PCA-wrapper

PCA codes and an example data set (random numbers generated from Poisson(1000))

Example commands to run the script:

  • Rscript PCA.R PCA_example.csv 4 10 T
  • Rscript PCA.R PCA_example2.txt 3 0 T
  • Rscript PCA.R PCA_example3.tab 5 50 F
  • Rscript PCA.R PCA_example.csv 4 10 T F
  • Rscript PCA.R bulkex.csv 4 10 T F T scex.csv
  • Rscript PCA.R bulkex.csv 4 10 T T T scex.csv

The 3rd term indicates the name of the input data set. Currently the program takes csv files or tab delimited file. The input file will be treated as a tab delimited file if the suffix is not '.csv'. Rows are genes and columns are samples. Row names and column names are required in the input file. If Projected == T, this entry of input data file will be used as the 'reference file' - the program will calculate PCs using this data set and project the 9th file on these PCs.

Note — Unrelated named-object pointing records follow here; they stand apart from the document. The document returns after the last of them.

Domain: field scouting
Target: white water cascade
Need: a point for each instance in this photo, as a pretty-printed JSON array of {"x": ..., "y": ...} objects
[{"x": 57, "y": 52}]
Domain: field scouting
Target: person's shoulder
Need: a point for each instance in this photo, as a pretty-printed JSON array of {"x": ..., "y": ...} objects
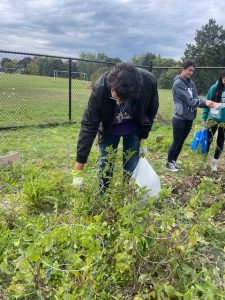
[
  {"x": 178, "y": 81},
  {"x": 101, "y": 81},
  {"x": 214, "y": 86}
]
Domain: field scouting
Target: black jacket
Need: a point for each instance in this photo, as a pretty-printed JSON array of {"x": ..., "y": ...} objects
[{"x": 100, "y": 113}]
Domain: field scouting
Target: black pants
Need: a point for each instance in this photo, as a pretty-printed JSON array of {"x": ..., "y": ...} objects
[
  {"x": 181, "y": 129},
  {"x": 219, "y": 141}
]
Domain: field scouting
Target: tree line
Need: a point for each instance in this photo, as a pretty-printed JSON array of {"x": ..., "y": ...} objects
[{"x": 208, "y": 49}]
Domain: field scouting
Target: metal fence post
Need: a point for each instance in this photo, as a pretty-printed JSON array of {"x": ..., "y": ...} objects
[
  {"x": 150, "y": 65},
  {"x": 70, "y": 89}
]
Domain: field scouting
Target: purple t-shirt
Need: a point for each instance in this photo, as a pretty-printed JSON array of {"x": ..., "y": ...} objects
[{"x": 123, "y": 123}]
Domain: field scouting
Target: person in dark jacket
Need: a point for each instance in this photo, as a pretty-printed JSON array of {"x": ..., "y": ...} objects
[
  {"x": 186, "y": 101},
  {"x": 123, "y": 103}
]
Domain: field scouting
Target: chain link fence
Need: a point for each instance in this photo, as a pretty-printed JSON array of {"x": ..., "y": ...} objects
[{"x": 43, "y": 89}]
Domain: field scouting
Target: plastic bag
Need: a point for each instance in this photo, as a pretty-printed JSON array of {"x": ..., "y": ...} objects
[
  {"x": 145, "y": 177},
  {"x": 200, "y": 141}
]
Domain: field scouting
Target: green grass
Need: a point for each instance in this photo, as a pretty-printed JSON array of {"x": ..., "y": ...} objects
[
  {"x": 33, "y": 100},
  {"x": 171, "y": 249},
  {"x": 29, "y": 100}
]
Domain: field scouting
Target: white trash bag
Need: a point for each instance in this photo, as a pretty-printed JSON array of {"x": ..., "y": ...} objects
[{"x": 145, "y": 177}]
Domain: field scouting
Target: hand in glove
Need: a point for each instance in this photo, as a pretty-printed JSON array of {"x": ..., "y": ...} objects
[
  {"x": 143, "y": 150},
  {"x": 78, "y": 179}
]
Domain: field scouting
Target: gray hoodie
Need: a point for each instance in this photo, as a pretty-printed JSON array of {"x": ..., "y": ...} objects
[{"x": 185, "y": 98}]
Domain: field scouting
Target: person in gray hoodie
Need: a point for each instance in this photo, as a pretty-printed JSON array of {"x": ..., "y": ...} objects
[{"x": 186, "y": 101}]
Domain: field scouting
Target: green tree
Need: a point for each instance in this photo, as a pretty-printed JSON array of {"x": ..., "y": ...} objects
[
  {"x": 207, "y": 50},
  {"x": 143, "y": 59}
]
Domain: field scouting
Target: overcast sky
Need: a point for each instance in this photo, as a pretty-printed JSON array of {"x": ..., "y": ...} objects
[{"x": 118, "y": 28}]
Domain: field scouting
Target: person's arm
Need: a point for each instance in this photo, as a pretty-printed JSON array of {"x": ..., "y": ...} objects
[
  {"x": 183, "y": 94},
  {"x": 209, "y": 96}
]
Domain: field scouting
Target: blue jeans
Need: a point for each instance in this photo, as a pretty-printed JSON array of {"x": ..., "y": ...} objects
[{"x": 108, "y": 148}]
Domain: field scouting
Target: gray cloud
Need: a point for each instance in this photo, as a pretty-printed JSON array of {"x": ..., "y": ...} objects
[{"x": 119, "y": 28}]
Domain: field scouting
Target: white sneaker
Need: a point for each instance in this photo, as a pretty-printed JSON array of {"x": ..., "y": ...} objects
[{"x": 214, "y": 165}]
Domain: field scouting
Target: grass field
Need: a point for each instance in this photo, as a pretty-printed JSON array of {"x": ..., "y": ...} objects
[
  {"x": 171, "y": 249},
  {"x": 29, "y": 100}
]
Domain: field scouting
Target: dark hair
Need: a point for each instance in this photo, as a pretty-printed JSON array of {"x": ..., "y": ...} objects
[
  {"x": 188, "y": 63},
  {"x": 218, "y": 91},
  {"x": 126, "y": 80}
]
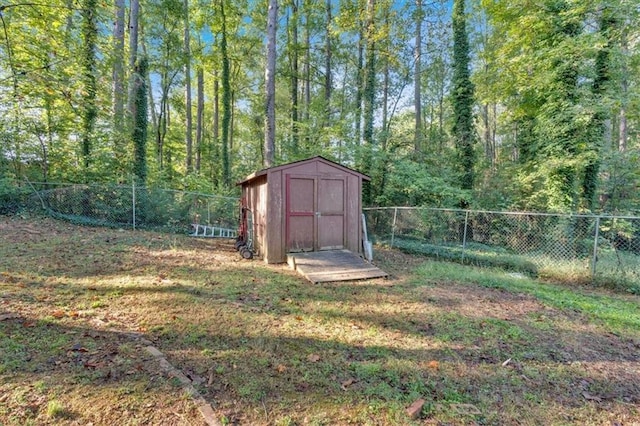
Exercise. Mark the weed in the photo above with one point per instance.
(55, 410)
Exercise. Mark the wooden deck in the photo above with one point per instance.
(333, 265)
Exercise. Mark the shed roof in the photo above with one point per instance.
(308, 160)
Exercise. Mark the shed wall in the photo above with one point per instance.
(266, 197)
(256, 198)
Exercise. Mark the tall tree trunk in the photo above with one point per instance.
(187, 77)
(90, 110)
(152, 104)
(133, 50)
(226, 100)
(417, 89)
(293, 59)
(199, 119)
(327, 66)
(139, 134)
(118, 82)
(270, 86)
(359, 88)
(623, 132)
(369, 96)
(463, 99)
(216, 128)
(307, 77)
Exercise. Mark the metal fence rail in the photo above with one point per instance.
(584, 246)
(136, 207)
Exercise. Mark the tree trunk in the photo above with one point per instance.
(187, 77)
(369, 101)
(133, 50)
(118, 82)
(90, 110)
(270, 86)
(139, 134)
(293, 59)
(226, 101)
(200, 119)
(327, 66)
(307, 79)
(359, 84)
(417, 88)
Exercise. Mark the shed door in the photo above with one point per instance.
(315, 213)
(301, 213)
(331, 213)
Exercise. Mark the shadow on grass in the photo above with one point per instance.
(63, 371)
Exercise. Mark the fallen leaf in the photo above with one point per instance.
(466, 409)
(4, 317)
(589, 397)
(79, 348)
(413, 411)
(344, 385)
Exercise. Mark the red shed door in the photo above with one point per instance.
(301, 213)
(315, 218)
(331, 213)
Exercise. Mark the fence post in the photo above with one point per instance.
(595, 249)
(133, 189)
(464, 234)
(393, 225)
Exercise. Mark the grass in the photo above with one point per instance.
(265, 347)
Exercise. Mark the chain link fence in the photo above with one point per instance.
(574, 246)
(135, 207)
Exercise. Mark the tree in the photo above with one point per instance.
(417, 86)
(270, 86)
(90, 111)
(187, 91)
(140, 121)
(118, 81)
(226, 100)
(134, 12)
(462, 98)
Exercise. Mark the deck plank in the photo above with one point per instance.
(333, 265)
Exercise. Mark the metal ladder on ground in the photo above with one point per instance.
(206, 231)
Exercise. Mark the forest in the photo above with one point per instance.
(494, 104)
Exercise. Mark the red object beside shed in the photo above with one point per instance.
(308, 205)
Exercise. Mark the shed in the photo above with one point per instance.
(308, 205)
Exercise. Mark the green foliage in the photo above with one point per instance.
(140, 122)
(412, 184)
(484, 257)
(462, 98)
(11, 196)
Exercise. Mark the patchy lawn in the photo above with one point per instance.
(265, 347)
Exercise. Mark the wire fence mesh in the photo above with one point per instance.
(136, 207)
(578, 246)
(583, 246)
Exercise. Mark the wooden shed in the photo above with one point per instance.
(308, 205)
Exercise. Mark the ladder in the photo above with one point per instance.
(206, 231)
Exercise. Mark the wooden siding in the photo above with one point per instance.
(266, 193)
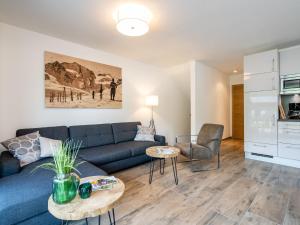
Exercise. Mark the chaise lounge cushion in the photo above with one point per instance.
(124, 131)
(92, 135)
(109, 153)
(105, 154)
(26, 194)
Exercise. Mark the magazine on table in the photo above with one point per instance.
(106, 183)
(165, 151)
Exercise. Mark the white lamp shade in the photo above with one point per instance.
(152, 100)
(132, 19)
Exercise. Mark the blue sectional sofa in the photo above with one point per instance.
(106, 148)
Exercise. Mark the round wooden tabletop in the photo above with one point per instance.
(99, 203)
(158, 151)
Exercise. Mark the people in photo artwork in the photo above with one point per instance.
(76, 83)
(63, 97)
(113, 88)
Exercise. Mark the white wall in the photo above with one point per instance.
(233, 80)
(180, 102)
(22, 88)
(209, 97)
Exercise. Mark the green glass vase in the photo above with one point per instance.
(64, 188)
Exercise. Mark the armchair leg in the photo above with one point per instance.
(219, 160)
(210, 169)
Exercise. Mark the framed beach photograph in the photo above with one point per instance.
(77, 83)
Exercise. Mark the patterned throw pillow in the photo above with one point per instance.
(49, 146)
(26, 148)
(144, 134)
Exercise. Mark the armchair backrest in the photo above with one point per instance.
(210, 136)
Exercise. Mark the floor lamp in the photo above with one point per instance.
(152, 101)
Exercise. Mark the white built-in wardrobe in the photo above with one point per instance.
(266, 138)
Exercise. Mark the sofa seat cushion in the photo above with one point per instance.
(57, 133)
(26, 194)
(92, 135)
(124, 131)
(139, 147)
(105, 154)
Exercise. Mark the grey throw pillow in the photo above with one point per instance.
(26, 148)
(144, 133)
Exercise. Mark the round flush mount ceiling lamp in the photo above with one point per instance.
(132, 19)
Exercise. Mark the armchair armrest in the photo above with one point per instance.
(160, 138)
(8, 164)
(185, 136)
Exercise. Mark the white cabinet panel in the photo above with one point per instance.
(261, 82)
(290, 61)
(264, 62)
(264, 149)
(261, 114)
(289, 133)
(289, 151)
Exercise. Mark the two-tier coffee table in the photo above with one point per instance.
(100, 202)
(163, 153)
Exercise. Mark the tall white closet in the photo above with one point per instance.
(261, 87)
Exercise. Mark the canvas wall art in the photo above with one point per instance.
(76, 83)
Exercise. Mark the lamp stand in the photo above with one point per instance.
(152, 125)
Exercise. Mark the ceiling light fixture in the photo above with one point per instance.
(132, 19)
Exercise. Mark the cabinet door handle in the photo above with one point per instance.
(292, 132)
(263, 146)
(290, 147)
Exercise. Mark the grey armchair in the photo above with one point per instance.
(207, 144)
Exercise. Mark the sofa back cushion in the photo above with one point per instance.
(92, 135)
(57, 133)
(124, 131)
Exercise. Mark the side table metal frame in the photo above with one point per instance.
(112, 219)
(162, 168)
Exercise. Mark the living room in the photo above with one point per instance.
(169, 112)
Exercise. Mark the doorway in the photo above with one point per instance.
(237, 111)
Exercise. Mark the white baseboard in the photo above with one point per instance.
(275, 160)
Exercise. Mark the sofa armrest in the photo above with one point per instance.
(160, 139)
(8, 164)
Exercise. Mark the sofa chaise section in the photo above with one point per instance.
(24, 194)
(118, 150)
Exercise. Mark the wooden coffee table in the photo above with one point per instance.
(99, 203)
(154, 152)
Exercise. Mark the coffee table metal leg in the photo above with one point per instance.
(113, 221)
(174, 166)
(162, 168)
(114, 218)
(99, 220)
(109, 218)
(151, 170)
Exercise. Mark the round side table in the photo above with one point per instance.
(163, 153)
(100, 202)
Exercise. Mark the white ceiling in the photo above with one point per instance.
(218, 32)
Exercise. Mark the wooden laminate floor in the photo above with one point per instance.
(241, 192)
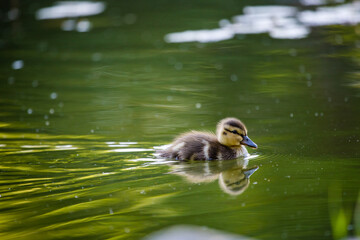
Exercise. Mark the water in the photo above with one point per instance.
(85, 103)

The 4th term defines number of PCs to output (define it as k, default k =5)

The 5th term defines the lower limit of detection threshold (default is 0). Genes with max expression below this threshold will be removed.

The 6th term defines whether normalization is needed (T or F). If T is specified, median-by-ratio normalization will be performed prior to PCA analysis (default is F).

The 7th term defines whether X11 should be enabled/disabled. Default is T. If it is specified as F, figures won't be generated in console. The pair wise scatter plots will still be generated as a pdf file.

The 8th term defines whether a user wants to run projected PCA. For example, a user may project single cell data on bulk data generated PCs (default is F). If it is set as T, the 9th term is required (see below).

The 9th term indicates the name of input data that a user wants to project (e.g. single cell file). If projected PCA is specified, the script will generate PCs using the data file from the 3rd file, and generate projected PCA plots for the data from the 9th term. Note that when calculating PCs from the third file, only the common genes in the 3rd file and 9th file are used.

To simplify your input command and use the default values, you may run

Rscript PCA.R PCA_example.csv

or

Rscript PCA.R PCA_example.csv 4

The code will first rescale the data (after filtering out low expressers and normalization, if specified) to gene specific z scores, then perform PCA. The output files are:

  • prefix_PC_pairs.pdf: pairwise plots of the transformed data; k PCs will be shown
  • prefix_loading.csv : gene loading for the top k PCs
  • prefix_sort_by_absloading.csv : For each of the top k PCs, genes are sorted by their absolute loadings in each PC
  • prefix_perc_sdev.csv : Percentage of SD explained by each PC

If the 8th term is T, "prefix_sort_by_absloading.csv" and "prefix_loading.csv" will not be provided.

If the 8th term is T, "prefix_perc_sdev.csv" will show percentage of variance that can be explained by the data in the third file (e.g. bulk data)

The ‘prefix’ is defined as the filename of the input file (the string before the suffix, like the string before ‘.csv’)

I’m currently using a quick and dirty way to keep the R open when browsing the results - the code will terminate the R process after 10^30 sec.